Snom, developers of SIP endpoints and VoIP products made two large announcements this week, proving that the company is accelerating it’s growth in the SIP endpoint space. First, on April 21st, Snom announced that its entire SIP endpoint product suite will be available on the GSA (General Services Administration) contract, making the product line available for purchase by US government agencies, or GSA buyers.

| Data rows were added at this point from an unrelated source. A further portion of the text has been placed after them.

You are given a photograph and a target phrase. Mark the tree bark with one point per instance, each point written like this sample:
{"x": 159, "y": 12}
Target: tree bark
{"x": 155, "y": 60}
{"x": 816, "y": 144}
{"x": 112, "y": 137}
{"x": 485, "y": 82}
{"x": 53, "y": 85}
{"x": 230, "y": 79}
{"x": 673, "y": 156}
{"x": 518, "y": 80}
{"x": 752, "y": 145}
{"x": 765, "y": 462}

GSA buyers can now easily incorporate snom’s unique value of advanced security features, interoperability on many platforms, and industry leading IPv6 capability with the snom 820 VoIP phone and the broadly used snom3xx series. Besides the highly functional SIP desk phones, the company has the snom m3 DECT mobility phone and the innovative snom MeetingPoint wideband SIP conference phone. For more advanced communications, snom phones can support unified communications solutions such as Microsoft® Office Communications Server 2007 R2. snom’s SIP phones provide significant savings to help stretch the federal budget; creating viable remote worker options with VPN while operating with reduced costs as the most energy efficient, green VoIP phones. (Snom Press Release) In other Snom news this week, the company received the TMC 2008 Product Of The Year Award for its Snom OCS Edition product.
“The snom OCS Edition provides snom VoIP phone users with a seamless unified communications experience enabling them to leverage the full capabilities of Microsoft® OCS productivity enhancing features from their desktop phone,” said Michael Knieling, snom’s Executive Vice President of Marketing. “We are honored to be recognized by TMC® and Unified Communications magazine for our achievements in unified communications innovations with the snom OCS Edition.” (Snom Press Release) The SIP endpoint market is becoming highly contested, and is expected to continue growth in 2009. New feature sets, lower prices, and increased potential for interoperability are the expected “points of competition” for the market in the second half of 2009.